Pointing out that “the farrago of agitations in both the BJP-ruled states indicate the political intent of fuelling it,” the editorial argues that the present unrest was fueled by “anti-social elements”, some of them “closely associated with the Congress Party”. “Such politically motivated agitation will not help the farmers; on the contrary, it will open up new faultlines in rural society,” it adds.

Saying that a majority of farmers take loans from non-institutional lenders, it remarks that “loan waivers and agitations are not for the sections who are really distressed but for the groups having strong economic and political clout”. “The present government has played a key role in bringing financial inclusion through the Jan Dhan Yojna and schemes like MUDRA,” it says, underlining that “we should not
allow petty political interest to use these faultlines for political gains”.

Makover in IT sector

The cover story in Organiser says that most of the “reports” about the “shrinking” IT sector and layoffs are with an objective “to show the Modi government in a poor light”. “The reality is the global IT sector hasn’t shrunk and the demand even in North America still is on the rise,” it says, adding that the “Indian IT industry accounts for about 67 per cent of the approximately $130-billion IT sourcing business in the world”.

The layoff is not a “crisis”, but “a makeover happening in the Indian software industry” as companies are “being forced to change their business model”.

India’s domestic IT sector is “expected to grow at 8.5 per cent from the $35 billion in 2016 to $37 billion in 2017”. “With the push for Digital India, electronic manufacturing, setting up BPOs in small towns and the North-East and the continued excitement among techies for the start-up sector, the employment and entrepreneurship avenues are on the rise,” it says. “More than 1 lakh direct jobs and 3 lakh indirect jobs have been created in the last couple of years for the mobile manufacturing industry.” It is no time to “panic” but to make “better realignments” in changing times.

The terror debate

The editorial in Panchjanya is on the recent terror attacks in the month of Ramzan.

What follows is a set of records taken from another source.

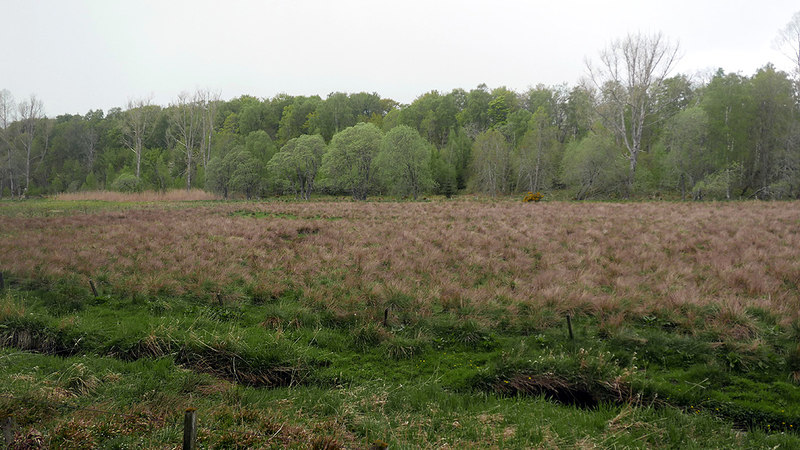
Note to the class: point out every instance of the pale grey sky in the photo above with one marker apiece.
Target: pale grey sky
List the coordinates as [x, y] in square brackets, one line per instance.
[81, 55]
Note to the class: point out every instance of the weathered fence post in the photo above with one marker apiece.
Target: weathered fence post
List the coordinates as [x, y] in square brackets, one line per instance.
[569, 327]
[94, 289]
[190, 429]
[8, 431]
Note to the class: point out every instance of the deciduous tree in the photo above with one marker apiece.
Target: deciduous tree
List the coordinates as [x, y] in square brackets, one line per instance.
[349, 163]
[631, 70]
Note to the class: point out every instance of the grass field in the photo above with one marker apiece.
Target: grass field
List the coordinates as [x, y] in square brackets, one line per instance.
[433, 324]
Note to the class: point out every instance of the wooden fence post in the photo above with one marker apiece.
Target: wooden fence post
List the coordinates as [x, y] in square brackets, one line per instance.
[8, 431]
[569, 327]
[190, 429]
[94, 289]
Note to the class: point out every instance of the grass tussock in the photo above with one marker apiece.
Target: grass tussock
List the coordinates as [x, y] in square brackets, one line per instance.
[175, 195]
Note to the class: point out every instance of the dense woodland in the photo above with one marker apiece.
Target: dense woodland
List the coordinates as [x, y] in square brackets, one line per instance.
[632, 129]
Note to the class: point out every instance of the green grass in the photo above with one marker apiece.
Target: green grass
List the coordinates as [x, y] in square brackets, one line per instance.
[442, 380]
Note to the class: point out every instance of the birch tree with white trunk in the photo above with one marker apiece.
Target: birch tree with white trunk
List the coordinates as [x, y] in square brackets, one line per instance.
[137, 120]
[630, 72]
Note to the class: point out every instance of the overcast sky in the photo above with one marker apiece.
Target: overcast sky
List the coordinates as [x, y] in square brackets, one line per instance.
[82, 55]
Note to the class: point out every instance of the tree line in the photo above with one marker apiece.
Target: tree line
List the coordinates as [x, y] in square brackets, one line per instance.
[632, 128]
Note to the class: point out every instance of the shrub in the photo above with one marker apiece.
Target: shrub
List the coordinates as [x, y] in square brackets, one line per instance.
[532, 197]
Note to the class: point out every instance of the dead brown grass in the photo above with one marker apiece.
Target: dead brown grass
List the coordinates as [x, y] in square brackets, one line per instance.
[175, 195]
[597, 258]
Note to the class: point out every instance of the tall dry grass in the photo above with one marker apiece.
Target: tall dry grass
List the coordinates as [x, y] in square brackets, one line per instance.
[175, 195]
[614, 261]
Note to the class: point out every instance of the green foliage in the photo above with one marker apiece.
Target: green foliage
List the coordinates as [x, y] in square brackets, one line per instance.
[298, 163]
[403, 162]
[594, 166]
[349, 163]
[492, 163]
[238, 171]
[126, 182]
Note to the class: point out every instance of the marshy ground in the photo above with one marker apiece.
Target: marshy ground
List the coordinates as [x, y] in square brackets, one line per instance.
[429, 324]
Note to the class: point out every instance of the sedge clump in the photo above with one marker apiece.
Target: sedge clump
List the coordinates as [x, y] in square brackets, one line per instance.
[532, 197]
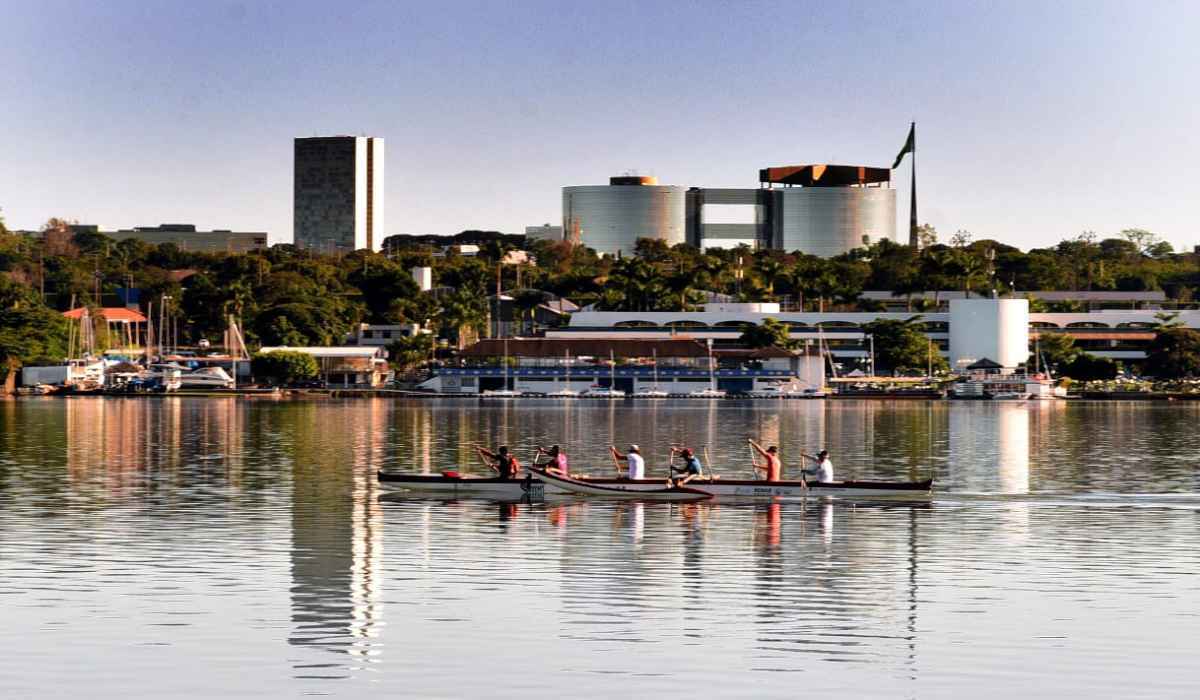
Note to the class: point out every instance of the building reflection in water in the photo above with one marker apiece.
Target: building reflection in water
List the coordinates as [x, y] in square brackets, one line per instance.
[126, 446]
[989, 448]
[337, 528]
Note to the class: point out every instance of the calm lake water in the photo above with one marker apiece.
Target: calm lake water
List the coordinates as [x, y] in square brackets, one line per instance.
[243, 548]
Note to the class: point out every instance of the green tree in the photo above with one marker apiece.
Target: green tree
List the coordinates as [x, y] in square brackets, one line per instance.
[1174, 353]
[408, 353]
[1057, 350]
[283, 366]
[1089, 368]
[29, 330]
[901, 347]
[771, 333]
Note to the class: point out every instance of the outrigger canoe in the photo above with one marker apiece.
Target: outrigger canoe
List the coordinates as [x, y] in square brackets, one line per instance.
[645, 490]
[760, 489]
[455, 484]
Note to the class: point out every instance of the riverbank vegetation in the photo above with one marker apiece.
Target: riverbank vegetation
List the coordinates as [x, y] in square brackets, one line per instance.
[289, 297]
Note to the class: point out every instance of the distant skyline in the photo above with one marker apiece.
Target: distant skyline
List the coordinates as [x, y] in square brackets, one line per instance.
[1035, 121]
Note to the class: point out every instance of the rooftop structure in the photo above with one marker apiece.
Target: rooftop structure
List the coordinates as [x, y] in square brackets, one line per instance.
[186, 237]
[611, 217]
[673, 365]
[823, 175]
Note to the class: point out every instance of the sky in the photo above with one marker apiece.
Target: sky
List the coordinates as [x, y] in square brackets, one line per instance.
[1035, 120]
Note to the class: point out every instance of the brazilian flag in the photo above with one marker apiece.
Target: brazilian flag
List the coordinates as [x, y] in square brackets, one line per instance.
[910, 147]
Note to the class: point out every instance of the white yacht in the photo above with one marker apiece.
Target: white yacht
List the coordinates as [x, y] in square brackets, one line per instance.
[207, 378]
[603, 393]
[651, 393]
[168, 376]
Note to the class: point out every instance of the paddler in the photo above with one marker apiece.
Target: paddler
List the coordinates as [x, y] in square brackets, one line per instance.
[772, 467]
[557, 461]
[691, 466]
[823, 468]
[634, 459]
[502, 460]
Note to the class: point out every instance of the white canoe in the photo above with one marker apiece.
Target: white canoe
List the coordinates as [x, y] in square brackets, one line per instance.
[616, 489]
[784, 489]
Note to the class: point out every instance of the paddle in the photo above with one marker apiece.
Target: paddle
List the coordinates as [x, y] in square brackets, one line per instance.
[754, 459]
[479, 450]
[616, 465]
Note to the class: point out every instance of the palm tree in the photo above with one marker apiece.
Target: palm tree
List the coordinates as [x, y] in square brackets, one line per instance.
[526, 301]
[768, 269]
[1165, 321]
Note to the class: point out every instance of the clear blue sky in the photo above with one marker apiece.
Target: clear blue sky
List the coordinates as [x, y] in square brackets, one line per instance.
[1036, 120]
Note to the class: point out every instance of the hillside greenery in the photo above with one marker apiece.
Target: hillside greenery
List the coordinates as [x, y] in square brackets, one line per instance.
[286, 295]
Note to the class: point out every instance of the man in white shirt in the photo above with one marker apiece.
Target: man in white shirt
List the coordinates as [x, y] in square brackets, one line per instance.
[634, 459]
[823, 468]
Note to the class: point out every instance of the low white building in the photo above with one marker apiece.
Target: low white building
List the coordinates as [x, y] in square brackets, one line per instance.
[384, 334]
[360, 368]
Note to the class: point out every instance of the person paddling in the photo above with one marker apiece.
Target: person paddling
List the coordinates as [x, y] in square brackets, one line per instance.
[773, 467]
[823, 468]
[634, 459]
[691, 466]
[502, 460]
[557, 461]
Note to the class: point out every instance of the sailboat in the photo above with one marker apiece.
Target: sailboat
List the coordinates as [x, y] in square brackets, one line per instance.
[712, 392]
[652, 392]
[505, 393]
[567, 392]
[611, 390]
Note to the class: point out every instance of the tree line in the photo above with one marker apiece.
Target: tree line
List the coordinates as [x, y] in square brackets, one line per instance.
[287, 295]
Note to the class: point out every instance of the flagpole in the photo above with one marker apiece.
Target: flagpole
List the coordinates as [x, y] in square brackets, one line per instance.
[912, 204]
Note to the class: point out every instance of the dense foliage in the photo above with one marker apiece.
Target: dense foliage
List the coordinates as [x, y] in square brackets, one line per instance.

Noting that “if Muslims consider this a holy (month),” the editorial asks why have “Islamic terrorists” killed more than “500 persons”?

Over 130 Imams have issued a joint statement that they would not offer condolence prayers for the terrorists killed during the recent London attack. “It’s a good signal that that the Muslim world displayed this necessary gesture of protest,” it says. The global anger following the London attack confirmed that the situation wouldn’t remain the same. The argument that “there is no fault of Islam” cannot continue now. “Questions are being raised in the Islamic world over terrorism,” it says, noting that not just the Imams of London, major Gulf countries have severed links with Qatar.

“Islamic terrorism has taken a form of a global headache now,” it notes, emphasising that in such a situation, it is wrong to expect action only from Islamic countries. “What would you gain by cornering only Qatar?” it asks, adding that “is it not true that the biggest Wahabi engine of Islamic terrorism is run by ‘Saudi sympathy’?”It criticises the step to isolate Qatar, contending that it might divert the fight against terrorism to conflicts within Islam.